ANZCA VIVA 2019B

19B01 – Robotic prostatectomy (58.6%)

You are seeing a 50-year-old man in the pre-anaesthetic clinic.

He is scheduled for robotic-assisted laparoscopic radical prostatectomy in one week’s time. He has type 2 diabetes mellitus and hypertension, and he smokes 10–15 cigarettes a day. Current medications include:

Metformin Empagliflozin Ramipril

Summary – Middle-aged smoker with metabolic syndrome, listed for urgent robotic prostate cancer surgery, that is taking medicines that increase perioperative morbidity if continued.

1- How would you prepare this patient for surgery?

This will be a focussed pre-operative assessment, keeping in mind that this is urgent cancer surgery scheduled for 7 days time. It will include a focussed history, including functional status, Examination including airway assessment, targeted investigations based on findings, and informed consent.

What specific preparation will you advise?

Smoking – smoking cessation advice. Medications – Withhold SGLT2 3 days pre surgery, metformin and ramipril on morning of surgery.

Why will you stop the SGLT2 inhibitors 3 days before? Risk of euglycemic ketoacidosis if continued perioperatively, due to increased ketone production with normal blood sugar. 

What are the features of EKA? 

Drowsiness, abdominal pain, nausea, vomiting, fatigue, HAGMA on ABG, pH<7.3, HCO3 <15mmol/l, BE <-5, increased plasma ketones. Capillary ketone measurement – above 0.6mmol/l during perioperative period, or above 1.5mmol/l at any other time. (urinary ketones are not helpful). ANZCA SGLT2i Statement

The patient continues to take their SGLT2i, would you cancel the case?

The guidance is that the drug needs to be stopped for 3 days, so I would postpone the case and explain to the patient and surgeon the reason. ANZCA SGLT2i Statement

Why have you chosen to stop their ACEi, what is the current evidence?

My approach is to stop in the morning of surgery and restart as soon as possible afterwards, to prevent intraoperative hypotension and need for BP support. The ACC guidance suggests that it is also a reasonable approach to continue ACEi peri-operatively. ACC guideline

Are there any other investigations you would like for this patient?

FBC – Baseline Hb, Iron studies if anaemia, HBA1C – >69 indicates poor control AAGBI Diabetes Diabetes Society AUS

How to give smoking cessation advice?

AAR framework from ASA – Ask, Advise, Refer. Non-pharmacological support from face to face and quitlines; Pharmacological therapy including Nicotine replacement, Bupropion, Varenicline, clonidine.  ANZCA PS12

2 – What are the issues associated with robotic surgery

The main issues are related to limited patient access and specific patient positioning due to the size and setup of the robot, and robotic procedures commonly being prolonged procedures.

What are the issues related to positioning and long duration surgery

Risk of pressure and nerve injury, and impact on patient physiology from steep head down positioning. There is a risk of gastric reflux and ocular injury, and a protected airway and impervious covering over the eyes. There is also a risk of lower limb compartment syndrome, due to vessel compression and hypoperfusion along with compression.

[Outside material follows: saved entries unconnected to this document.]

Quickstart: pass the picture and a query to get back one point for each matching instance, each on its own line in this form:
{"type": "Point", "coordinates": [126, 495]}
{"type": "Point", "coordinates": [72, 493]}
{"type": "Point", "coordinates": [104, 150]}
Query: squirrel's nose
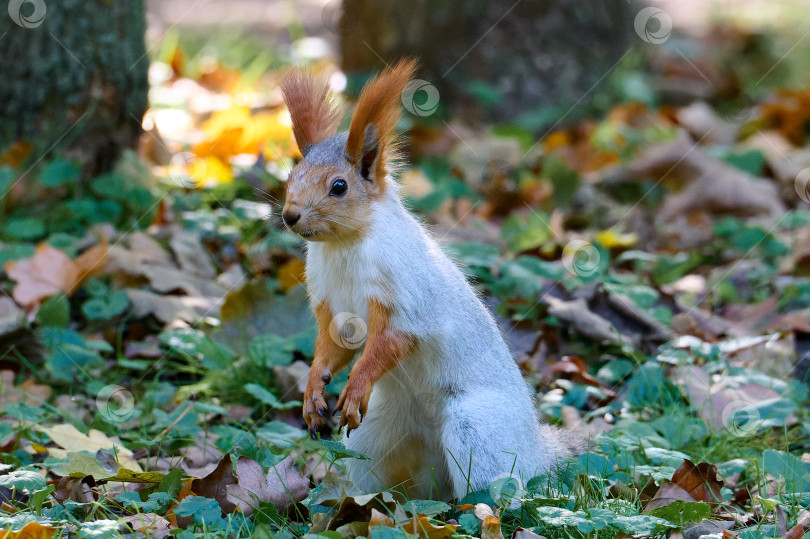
{"type": "Point", "coordinates": [291, 216]}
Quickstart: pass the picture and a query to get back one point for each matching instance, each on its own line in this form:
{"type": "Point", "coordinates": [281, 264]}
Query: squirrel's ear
{"type": "Point", "coordinates": [371, 142]}
{"type": "Point", "coordinates": [314, 113]}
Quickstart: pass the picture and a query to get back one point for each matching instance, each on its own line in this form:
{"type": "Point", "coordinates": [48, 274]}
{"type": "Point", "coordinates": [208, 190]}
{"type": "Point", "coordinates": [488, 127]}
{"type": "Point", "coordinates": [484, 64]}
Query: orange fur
{"type": "Point", "coordinates": [384, 350]}
{"type": "Point", "coordinates": [378, 107]}
{"type": "Point", "coordinates": [330, 358]}
{"type": "Point", "coordinates": [314, 113]}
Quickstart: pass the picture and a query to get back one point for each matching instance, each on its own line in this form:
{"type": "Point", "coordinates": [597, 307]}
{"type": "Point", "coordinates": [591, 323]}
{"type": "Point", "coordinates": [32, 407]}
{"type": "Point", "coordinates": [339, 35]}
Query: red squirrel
{"type": "Point", "coordinates": [435, 399]}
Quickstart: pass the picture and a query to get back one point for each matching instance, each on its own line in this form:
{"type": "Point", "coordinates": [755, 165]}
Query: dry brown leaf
{"type": "Point", "coordinates": [70, 439]}
{"type": "Point", "coordinates": [422, 526]}
{"type": "Point", "coordinates": [149, 524]}
{"type": "Point", "coordinates": [708, 184]}
{"type": "Point", "coordinates": [282, 485]}
{"type": "Point", "coordinates": [77, 489]}
{"type": "Point", "coordinates": [50, 272]}
{"type": "Point", "coordinates": [32, 530]}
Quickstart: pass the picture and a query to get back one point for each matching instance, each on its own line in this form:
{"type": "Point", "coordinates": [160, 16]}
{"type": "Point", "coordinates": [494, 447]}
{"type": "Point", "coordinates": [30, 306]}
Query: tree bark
{"type": "Point", "coordinates": [74, 77]}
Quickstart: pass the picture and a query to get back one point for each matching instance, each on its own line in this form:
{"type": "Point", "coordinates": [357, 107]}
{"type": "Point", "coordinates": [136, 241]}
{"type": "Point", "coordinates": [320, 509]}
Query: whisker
{"type": "Point", "coordinates": [267, 196]}
{"type": "Point", "coordinates": [339, 223]}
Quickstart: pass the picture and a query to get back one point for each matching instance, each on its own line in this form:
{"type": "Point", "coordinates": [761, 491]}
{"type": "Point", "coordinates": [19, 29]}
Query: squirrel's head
{"type": "Point", "coordinates": [330, 192]}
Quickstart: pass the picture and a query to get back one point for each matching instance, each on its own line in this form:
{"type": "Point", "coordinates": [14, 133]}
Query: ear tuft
{"type": "Point", "coordinates": [313, 110]}
{"type": "Point", "coordinates": [377, 114]}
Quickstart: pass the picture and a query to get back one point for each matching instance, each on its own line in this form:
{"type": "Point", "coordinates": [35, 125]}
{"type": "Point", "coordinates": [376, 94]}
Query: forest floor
{"type": "Point", "coordinates": [649, 266]}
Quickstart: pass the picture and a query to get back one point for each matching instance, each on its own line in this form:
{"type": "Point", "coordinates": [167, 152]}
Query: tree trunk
{"type": "Point", "coordinates": [74, 77]}
{"type": "Point", "coordinates": [509, 58]}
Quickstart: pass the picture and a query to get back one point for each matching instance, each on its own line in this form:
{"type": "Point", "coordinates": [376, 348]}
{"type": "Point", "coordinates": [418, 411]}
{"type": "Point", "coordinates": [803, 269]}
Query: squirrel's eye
{"type": "Point", "coordinates": [339, 188]}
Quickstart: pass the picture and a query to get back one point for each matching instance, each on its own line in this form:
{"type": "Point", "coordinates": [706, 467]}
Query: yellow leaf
{"type": "Point", "coordinates": [69, 438]}
{"type": "Point", "coordinates": [32, 530]}
{"type": "Point", "coordinates": [291, 274]}
{"type": "Point", "coordinates": [610, 239]}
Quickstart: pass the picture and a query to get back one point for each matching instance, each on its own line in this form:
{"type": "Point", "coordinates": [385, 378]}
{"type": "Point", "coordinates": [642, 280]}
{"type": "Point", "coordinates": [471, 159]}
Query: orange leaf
{"type": "Point", "coordinates": [50, 272]}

Why is there a risk of lower limb compartment syndrome?

Positioning to achieve maximal access can require hip extension, if this is extreme, this can lead to compression of the iliac vessels impairing perfusion and venous return. Duration of surgery can lead to direct muscle compression, and hypotension for prolonged periods during surgery with the legs elevated will exacerbate any perfusion deficit.

What are the physiological impacts of positioning for robotic surgery

CVS – increased venous return, increased preload. RS – Reduced FRC, atelectasis, CNS – Risk of cerebral oedema, pos-operative confusion or reduced level of consciousness post-op.

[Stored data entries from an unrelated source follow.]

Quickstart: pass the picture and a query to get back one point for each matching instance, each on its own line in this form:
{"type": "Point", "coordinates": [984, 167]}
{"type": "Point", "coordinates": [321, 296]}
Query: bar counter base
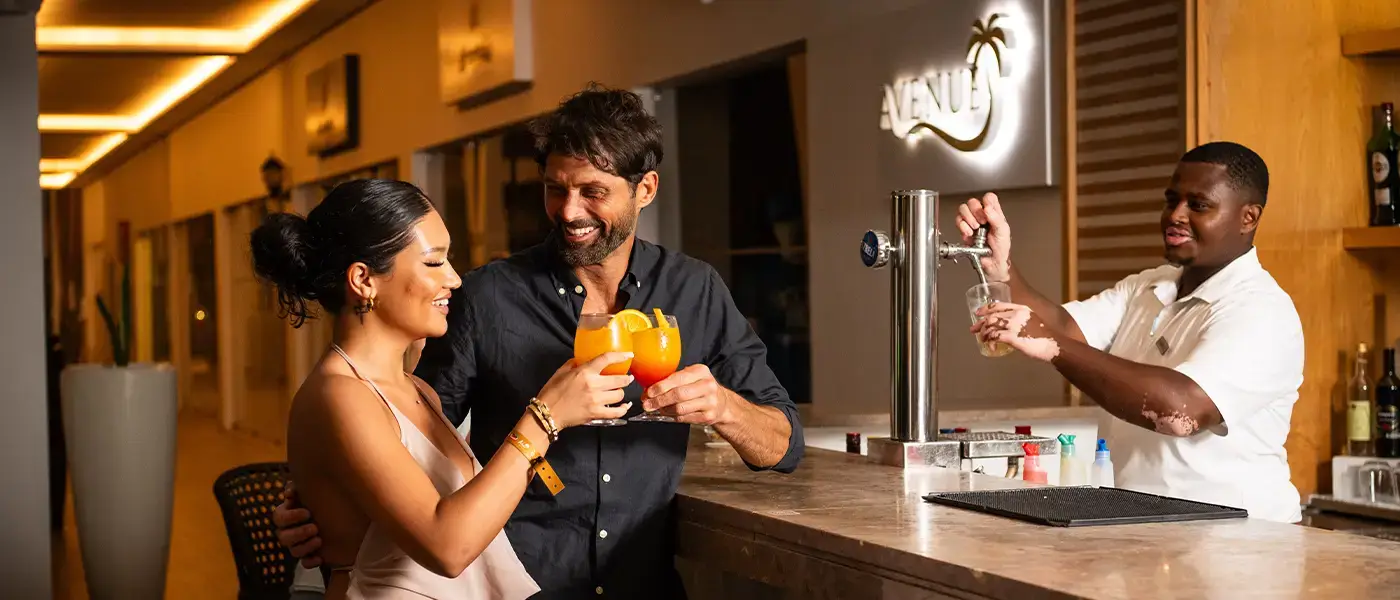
{"type": "Point", "coordinates": [914, 455]}
{"type": "Point", "coordinates": [844, 526]}
{"type": "Point", "coordinates": [735, 565]}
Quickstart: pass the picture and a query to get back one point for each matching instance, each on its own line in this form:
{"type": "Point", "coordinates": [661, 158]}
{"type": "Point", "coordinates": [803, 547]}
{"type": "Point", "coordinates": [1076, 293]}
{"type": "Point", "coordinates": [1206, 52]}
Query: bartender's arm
{"type": "Point", "coordinates": [1152, 397]}
{"type": "Point", "coordinates": [987, 211]}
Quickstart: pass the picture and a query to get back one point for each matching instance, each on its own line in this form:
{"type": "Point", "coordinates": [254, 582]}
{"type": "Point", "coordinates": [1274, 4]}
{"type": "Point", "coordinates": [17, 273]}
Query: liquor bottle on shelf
{"type": "Point", "coordinates": [1388, 410]}
{"type": "Point", "coordinates": [1358, 407]}
{"type": "Point", "coordinates": [1385, 178]}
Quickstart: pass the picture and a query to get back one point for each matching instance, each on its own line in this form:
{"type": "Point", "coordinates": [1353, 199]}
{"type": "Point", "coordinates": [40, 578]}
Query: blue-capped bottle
{"type": "Point", "coordinates": [1102, 473]}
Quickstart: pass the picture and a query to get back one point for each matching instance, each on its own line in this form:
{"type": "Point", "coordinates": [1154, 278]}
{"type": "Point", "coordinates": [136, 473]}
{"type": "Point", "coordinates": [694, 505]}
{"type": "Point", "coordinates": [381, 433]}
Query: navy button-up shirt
{"type": "Point", "coordinates": [511, 326]}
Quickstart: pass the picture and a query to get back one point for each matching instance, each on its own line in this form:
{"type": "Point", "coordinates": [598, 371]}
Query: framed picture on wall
{"type": "Point", "coordinates": [486, 49]}
{"type": "Point", "coordinates": [333, 106]}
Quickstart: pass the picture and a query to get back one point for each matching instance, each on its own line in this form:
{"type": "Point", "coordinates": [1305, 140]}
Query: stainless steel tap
{"type": "Point", "coordinates": [912, 249]}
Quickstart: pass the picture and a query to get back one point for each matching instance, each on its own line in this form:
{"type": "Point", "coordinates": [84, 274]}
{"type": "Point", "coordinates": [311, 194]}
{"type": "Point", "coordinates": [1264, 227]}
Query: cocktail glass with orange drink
{"type": "Point", "coordinates": [601, 333]}
{"type": "Point", "coordinates": [655, 355]}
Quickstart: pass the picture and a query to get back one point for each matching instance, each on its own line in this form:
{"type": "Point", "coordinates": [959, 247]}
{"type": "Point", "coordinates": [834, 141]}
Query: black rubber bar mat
{"type": "Point", "coordinates": [1080, 506]}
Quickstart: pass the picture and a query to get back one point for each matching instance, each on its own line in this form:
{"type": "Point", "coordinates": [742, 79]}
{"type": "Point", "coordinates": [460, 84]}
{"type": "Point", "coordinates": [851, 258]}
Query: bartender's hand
{"type": "Point", "coordinates": [690, 395]}
{"type": "Point", "coordinates": [975, 213]}
{"type": "Point", "coordinates": [296, 532]}
{"type": "Point", "coordinates": [1017, 326]}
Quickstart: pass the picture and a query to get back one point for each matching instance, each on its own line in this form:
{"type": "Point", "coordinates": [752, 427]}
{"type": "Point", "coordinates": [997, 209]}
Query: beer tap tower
{"type": "Point", "coordinates": [912, 249]}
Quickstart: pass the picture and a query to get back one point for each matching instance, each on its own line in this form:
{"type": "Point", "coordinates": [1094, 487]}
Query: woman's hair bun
{"type": "Point", "coordinates": [283, 251]}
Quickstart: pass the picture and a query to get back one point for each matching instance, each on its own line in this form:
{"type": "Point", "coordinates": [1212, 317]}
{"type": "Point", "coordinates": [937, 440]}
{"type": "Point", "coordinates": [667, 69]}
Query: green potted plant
{"type": "Point", "coordinates": [119, 423]}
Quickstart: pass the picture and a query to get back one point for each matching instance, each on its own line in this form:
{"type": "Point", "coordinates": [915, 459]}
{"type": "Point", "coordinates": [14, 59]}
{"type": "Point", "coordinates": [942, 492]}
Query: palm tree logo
{"type": "Point", "coordinates": [989, 37]}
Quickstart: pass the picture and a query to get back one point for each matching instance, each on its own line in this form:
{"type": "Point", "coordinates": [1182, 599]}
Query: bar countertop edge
{"type": "Point", "coordinates": [842, 513]}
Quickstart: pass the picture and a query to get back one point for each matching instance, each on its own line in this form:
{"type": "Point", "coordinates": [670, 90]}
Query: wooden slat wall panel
{"type": "Point", "coordinates": [1130, 129]}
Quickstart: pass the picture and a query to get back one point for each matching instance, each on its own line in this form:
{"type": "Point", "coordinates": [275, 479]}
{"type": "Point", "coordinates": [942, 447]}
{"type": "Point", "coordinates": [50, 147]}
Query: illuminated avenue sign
{"type": "Point", "coordinates": [962, 104]}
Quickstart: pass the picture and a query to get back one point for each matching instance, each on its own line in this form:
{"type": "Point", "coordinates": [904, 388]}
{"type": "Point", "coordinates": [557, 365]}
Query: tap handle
{"type": "Point", "coordinates": [980, 238]}
{"type": "Point", "coordinates": [875, 249]}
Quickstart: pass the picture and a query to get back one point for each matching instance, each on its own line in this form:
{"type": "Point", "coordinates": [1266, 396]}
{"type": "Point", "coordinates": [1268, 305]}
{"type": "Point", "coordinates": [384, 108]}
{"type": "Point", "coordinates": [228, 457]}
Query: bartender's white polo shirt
{"type": "Point", "coordinates": [1238, 336]}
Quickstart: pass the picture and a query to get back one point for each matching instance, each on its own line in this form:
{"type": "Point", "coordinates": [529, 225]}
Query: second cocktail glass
{"type": "Point", "coordinates": [980, 295]}
{"type": "Point", "coordinates": [655, 355]}
{"type": "Point", "coordinates": [599, 333]}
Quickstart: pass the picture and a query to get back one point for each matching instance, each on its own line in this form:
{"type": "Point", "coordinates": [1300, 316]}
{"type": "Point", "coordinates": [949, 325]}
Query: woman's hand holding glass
{"type": "Point", "coordinates": [580, 393]}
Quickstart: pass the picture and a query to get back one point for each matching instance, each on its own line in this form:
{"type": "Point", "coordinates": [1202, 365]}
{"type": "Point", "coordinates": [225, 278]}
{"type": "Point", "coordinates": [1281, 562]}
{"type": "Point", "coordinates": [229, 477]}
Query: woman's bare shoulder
{"type": "Point", "coordinates": [427, 390]}
{"type": "Point", "coordinates": [332, 400]}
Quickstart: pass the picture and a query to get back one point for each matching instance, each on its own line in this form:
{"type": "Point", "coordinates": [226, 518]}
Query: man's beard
{"type": "Point", "coordinates": [609, 238]}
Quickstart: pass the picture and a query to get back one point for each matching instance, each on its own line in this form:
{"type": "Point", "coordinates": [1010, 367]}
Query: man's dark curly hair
{"type": "Point", "coordinates": [608, 127]}
{"type": "Point", "coordinates": [1243, 168]}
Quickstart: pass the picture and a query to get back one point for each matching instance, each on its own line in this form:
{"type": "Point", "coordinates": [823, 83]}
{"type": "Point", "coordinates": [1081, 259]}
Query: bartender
{"type": "Point", "coordinates": [1197, 361]}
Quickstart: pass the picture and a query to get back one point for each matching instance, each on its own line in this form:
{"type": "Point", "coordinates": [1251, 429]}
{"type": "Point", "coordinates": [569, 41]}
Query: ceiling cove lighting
{"type": "Point", "coordinates": [174, 39]}
{"type": "Point", "coordinates": [56, 181]}
{"type": "Point", "coordinates": [221, 42]}
{"type": "Point", "coordinates": [51, 165]}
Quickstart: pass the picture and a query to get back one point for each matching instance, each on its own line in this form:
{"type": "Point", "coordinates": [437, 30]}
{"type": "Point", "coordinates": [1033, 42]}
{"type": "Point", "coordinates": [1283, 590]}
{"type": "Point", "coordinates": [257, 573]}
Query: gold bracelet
{"type": "Point", "coordinates": [536, 462]}
{"type": "Point", "coordinates": [545, 418]}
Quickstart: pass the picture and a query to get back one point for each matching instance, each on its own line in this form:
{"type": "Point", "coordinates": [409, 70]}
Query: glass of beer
{"type": "Point", "coordinates": [655, 355]}
{"type": "Point", "coordinates": [980, 295]}
{"type": "Point", "coordinates": [597, 334]}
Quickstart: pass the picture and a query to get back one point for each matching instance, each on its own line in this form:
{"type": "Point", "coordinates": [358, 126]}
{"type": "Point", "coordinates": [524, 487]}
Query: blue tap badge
{"type": "Point", "coordinates": [870, 249]}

What are the implications of restricted access during surgery

Once the robot is in place and the instruments are docked with the machine, there is restricted access to the head, so managing the airway requires undocking of the instruments, which can take several minutes to remove the instruments  

What is your intraoperative fluid management plan?

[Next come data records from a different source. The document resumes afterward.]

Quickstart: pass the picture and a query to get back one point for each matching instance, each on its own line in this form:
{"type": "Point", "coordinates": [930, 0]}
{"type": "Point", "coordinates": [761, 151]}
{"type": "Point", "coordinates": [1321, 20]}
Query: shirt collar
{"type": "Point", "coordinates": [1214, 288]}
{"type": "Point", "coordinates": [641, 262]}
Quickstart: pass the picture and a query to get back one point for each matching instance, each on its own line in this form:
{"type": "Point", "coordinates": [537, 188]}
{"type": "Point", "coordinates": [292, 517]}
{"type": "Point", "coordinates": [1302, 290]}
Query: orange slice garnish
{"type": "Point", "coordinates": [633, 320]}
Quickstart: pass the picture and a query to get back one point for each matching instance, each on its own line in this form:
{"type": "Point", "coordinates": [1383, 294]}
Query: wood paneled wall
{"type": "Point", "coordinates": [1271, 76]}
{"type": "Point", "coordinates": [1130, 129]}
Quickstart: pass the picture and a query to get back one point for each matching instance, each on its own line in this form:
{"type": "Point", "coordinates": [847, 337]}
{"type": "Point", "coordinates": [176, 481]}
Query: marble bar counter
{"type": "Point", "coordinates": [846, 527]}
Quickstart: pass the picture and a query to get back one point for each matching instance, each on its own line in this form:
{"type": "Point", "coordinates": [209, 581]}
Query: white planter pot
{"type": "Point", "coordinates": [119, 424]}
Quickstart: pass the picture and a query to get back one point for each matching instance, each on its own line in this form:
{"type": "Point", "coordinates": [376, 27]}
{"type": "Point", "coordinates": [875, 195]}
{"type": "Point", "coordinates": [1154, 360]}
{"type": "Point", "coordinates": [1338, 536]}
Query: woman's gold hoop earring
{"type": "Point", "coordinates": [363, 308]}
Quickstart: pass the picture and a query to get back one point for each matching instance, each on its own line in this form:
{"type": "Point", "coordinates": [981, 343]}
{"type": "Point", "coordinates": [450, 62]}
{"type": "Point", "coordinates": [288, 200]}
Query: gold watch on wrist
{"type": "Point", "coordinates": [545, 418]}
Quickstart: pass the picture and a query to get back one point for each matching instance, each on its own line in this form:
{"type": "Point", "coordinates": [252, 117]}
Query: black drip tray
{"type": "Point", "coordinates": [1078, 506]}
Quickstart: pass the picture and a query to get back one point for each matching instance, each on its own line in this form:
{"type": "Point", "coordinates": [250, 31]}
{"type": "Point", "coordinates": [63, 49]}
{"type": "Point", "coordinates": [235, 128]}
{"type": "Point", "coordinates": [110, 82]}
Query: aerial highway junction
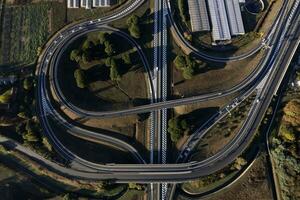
{"type": "Point", "coordinates": [280, 52]}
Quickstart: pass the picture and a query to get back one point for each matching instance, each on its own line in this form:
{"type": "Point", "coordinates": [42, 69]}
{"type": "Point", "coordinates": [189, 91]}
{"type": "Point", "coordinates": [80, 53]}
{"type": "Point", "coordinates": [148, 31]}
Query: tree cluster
{"type": "Point", "coordinates": [286, 151]}
{"type": "Point", "coordinates": [133, 26]}
{"type": "Point", "coordinates": [114, 74]}
{"type": "Point", "coordinates": [176, 128]}
{"type": "Point", "coordinates": [6, 96]}
{"type": "Point", "coordinates": [185, 64]}
{"type": "Point", "coordinates": [182, 7]}
{"type": "Point", "coordinates": [80, 78]}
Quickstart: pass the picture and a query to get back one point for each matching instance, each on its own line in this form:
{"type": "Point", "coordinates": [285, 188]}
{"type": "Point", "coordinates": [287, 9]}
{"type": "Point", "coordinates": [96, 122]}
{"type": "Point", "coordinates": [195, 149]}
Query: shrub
{"type": "Point", "coordinates": [126, 58]}
{"type": "Point", "coordinates": [6, 96]}
{"type": "Point", "coordinates": [75, 55]}
{"type": "Point", "coordinates": [80, 78]}
{"type": "Point", "coordinates": [176, 128]}
{"type": "Point", "coordinates": [102, 37]}
{"type": "Point", "coordinates": [109, 50]}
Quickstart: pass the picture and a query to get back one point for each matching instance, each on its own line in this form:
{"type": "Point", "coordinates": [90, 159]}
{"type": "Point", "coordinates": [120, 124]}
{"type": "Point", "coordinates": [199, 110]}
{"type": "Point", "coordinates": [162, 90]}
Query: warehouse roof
{"type": "Point", "coordinates": [199, 16]}
{"type": "Point", "coordinates": [220, 28]}
{"type": "Point", "coordinates": [235, 17]}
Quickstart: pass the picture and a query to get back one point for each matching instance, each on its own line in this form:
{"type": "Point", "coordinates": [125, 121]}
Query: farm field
{"type": "Point", "coordinates": [25, 29]}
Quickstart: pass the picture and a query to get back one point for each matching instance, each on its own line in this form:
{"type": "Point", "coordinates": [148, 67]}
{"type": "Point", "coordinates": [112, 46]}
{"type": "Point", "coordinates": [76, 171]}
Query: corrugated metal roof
{"type": "Point", "coordinates": [199, 16]}
{"type": "Point", "coordinates": [235, 17]}
{"type": "Point", "coordinates": [218, 16]}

I will avoid hypotonic solutions, and would choose 0.9% NaCl as my crystalloid, balancing intraopertive volume requirements with a desire to minimise risk of cerebral oedema post-op, which would be increased with large volume crystalloid infusion. The relief trial suggested that an overly restrictive fluid strategy is associated with increased AKI, and laparoscopic surgery  so I would aim for no more than 10ml/kg on induction, 8ml/kg/hr intraoperatively, and 1.5ml/kg/hr postop.